Устав 1884 года и вовсе устанавливал одни из самых жестких порядков даже по тем временам. Университетские советы лишились возможности избирать ректоров и деканов. Даже расписание занятий следовало утверждать у министра или попечителя учебного округа. Впервые официально предусматривалась возможность «вредного направления» лекций и ответственность за их чтение. А за студентами как внутри, так и вне вуза следила неподконтрольная ректору инспекция. Одной лишь выписки книг по крестьянскому вопросу было достаточно, чтобы попасть на карандаш и, например, лишиться места в общежитии.
На продолжении консервативной политики настаивал лично Николай II, который своим Высочайшим рескриптом определил направление средней школы в «духе веры, преданности престолу и отечеству». Так, при нем было закрыто за «вредное направление» московское Юридическое общество, руководимое «конституционалистами», и запрещено открытие новых высших технических и коммерческих вузов как «рассадников анархизма».
Такая политика только подогревала недовольство властями. Так, студенты университетов, которые не имели права даже съездить домой на каникулах без отметки в полиции, стали ядром протестного движения. Что характерно, к нему нередко примыкала и либеральная профессура, а в годы революции 1905–1907 годов — даже гимназисты.
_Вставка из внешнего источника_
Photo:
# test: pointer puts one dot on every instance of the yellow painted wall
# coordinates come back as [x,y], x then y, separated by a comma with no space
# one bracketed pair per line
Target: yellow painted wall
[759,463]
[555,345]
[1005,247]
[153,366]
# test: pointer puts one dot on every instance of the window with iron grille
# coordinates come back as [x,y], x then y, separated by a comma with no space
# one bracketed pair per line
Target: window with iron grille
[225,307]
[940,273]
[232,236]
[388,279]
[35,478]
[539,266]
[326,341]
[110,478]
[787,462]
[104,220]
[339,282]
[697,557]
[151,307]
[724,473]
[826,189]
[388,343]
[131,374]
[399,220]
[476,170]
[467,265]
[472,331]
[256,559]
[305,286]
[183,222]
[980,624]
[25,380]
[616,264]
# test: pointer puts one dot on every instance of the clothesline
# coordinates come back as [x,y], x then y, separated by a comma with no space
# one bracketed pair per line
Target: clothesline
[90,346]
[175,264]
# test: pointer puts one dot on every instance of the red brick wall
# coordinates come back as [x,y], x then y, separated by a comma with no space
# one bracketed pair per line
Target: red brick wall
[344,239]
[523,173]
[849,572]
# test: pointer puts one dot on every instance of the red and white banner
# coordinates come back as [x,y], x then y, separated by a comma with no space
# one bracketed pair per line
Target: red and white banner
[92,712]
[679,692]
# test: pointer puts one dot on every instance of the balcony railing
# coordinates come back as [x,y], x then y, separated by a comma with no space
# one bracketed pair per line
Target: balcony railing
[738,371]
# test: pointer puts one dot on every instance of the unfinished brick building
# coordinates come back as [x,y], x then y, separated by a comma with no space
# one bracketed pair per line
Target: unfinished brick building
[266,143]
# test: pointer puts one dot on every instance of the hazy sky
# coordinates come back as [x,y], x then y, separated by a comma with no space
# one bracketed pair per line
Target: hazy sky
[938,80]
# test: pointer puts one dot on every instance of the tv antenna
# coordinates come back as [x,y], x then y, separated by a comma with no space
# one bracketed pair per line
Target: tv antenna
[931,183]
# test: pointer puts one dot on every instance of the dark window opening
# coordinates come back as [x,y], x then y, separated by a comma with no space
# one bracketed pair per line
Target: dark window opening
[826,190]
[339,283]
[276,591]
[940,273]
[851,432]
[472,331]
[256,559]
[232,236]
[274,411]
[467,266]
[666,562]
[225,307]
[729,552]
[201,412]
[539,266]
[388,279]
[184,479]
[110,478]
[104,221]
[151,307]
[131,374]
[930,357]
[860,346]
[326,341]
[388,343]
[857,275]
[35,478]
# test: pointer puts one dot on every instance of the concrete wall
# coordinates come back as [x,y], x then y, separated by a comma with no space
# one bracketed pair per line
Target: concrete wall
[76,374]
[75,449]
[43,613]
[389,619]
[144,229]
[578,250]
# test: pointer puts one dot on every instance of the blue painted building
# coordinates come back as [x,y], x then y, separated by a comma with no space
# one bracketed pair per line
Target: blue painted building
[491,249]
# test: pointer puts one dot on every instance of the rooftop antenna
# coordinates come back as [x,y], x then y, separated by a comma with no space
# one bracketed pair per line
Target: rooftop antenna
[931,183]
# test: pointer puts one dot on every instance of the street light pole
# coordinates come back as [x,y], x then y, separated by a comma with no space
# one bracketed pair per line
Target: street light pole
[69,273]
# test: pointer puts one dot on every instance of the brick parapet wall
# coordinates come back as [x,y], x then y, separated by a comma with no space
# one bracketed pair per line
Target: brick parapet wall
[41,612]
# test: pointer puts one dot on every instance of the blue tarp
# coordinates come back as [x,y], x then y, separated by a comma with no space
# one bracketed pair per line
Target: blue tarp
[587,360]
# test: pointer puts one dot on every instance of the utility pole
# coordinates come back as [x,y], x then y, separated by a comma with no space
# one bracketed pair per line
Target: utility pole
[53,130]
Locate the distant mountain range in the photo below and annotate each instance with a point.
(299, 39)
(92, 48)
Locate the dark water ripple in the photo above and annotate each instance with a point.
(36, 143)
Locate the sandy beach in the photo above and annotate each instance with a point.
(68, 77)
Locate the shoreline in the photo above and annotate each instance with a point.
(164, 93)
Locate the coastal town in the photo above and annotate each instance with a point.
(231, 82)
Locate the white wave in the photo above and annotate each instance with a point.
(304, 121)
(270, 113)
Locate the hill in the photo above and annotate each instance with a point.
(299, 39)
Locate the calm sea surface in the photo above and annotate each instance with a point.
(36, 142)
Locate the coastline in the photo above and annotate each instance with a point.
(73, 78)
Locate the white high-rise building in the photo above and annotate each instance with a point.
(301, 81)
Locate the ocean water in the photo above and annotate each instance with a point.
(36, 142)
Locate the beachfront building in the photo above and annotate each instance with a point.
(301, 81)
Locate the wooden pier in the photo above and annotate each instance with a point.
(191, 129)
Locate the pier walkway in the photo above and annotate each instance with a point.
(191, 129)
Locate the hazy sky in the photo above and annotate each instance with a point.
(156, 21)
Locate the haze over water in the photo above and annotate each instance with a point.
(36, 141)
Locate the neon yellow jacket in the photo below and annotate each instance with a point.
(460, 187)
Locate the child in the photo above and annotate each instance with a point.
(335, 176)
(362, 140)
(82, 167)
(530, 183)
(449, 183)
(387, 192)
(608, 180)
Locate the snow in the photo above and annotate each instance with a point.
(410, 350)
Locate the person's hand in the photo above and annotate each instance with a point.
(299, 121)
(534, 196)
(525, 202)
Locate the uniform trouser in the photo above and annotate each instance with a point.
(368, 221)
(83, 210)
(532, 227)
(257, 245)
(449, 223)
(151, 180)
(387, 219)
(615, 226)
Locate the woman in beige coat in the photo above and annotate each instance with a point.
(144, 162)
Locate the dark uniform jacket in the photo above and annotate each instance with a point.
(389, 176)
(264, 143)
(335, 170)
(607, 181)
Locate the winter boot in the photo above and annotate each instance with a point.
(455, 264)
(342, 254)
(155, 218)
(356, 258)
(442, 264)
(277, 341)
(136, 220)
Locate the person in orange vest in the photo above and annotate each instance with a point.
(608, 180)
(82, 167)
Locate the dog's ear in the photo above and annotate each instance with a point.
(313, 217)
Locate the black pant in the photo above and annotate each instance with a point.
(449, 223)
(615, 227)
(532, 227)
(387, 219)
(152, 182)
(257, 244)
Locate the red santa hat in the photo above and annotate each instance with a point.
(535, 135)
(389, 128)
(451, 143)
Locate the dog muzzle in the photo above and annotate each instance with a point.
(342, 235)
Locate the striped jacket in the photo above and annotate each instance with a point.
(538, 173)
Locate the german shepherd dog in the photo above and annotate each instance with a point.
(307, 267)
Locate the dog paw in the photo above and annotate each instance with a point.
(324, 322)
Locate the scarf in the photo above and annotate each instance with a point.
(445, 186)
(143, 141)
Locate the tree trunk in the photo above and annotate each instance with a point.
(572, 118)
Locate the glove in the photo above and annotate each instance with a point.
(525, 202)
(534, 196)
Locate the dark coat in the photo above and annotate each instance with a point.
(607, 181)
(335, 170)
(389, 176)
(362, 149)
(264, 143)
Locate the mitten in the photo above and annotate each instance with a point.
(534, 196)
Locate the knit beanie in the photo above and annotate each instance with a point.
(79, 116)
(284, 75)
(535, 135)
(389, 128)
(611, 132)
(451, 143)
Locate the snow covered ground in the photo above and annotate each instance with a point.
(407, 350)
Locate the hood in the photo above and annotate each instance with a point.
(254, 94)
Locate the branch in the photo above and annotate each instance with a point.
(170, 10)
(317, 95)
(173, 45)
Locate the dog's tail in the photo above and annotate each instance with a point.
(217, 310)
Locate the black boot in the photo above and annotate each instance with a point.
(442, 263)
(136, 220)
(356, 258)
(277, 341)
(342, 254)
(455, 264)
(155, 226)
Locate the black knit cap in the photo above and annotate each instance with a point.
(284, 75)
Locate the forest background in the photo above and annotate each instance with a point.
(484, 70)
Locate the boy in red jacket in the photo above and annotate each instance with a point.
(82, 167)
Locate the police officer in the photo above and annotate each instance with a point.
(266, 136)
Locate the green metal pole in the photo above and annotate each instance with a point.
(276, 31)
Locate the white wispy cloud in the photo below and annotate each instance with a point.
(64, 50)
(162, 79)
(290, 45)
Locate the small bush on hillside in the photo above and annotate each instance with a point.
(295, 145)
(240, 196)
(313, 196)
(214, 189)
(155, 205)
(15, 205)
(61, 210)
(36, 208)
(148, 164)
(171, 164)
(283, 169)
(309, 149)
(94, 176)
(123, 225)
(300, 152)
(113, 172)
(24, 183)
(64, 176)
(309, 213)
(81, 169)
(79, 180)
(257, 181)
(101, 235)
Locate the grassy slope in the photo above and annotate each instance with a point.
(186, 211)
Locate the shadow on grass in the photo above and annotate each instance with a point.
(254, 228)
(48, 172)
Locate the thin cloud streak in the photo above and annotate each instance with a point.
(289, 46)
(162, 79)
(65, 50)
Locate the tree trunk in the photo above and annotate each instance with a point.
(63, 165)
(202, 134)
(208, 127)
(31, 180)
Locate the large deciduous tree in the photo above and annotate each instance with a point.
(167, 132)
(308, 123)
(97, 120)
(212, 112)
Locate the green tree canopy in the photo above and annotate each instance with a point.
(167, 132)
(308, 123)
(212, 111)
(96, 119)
На рубеже XIX–XX веков политизированность российских учебных заведений достигла предела. В 1899 году прошла первая всероссийская забастовка студентов. В ней приняли участие более 25 тысяч человек из 30 вузов. Министерство просвещения велело отправлять бастовавших студентов в солдаты. Последовала новая волна беспорядков. В результате со студенческой скамьи в казармы отправились 200 человек. Это привело ко второй всероссийской забастовке в 1901 году, и правительство вынуждено было решение министерства отменить.
Временные правила о печати 1905–1906 годов фактически отменяли цензурный устав, принятый 77 лет назад еще при Николае I. Однако другие ограничительные законы продолжали действовать, а власти постепенно принимали новые. В итоге цензура была отменена только после Февральской революции — в апреле 1917 года. Да и то ненадолго: уже вскоре под запретом оказалась крайне правая и большевистская печать.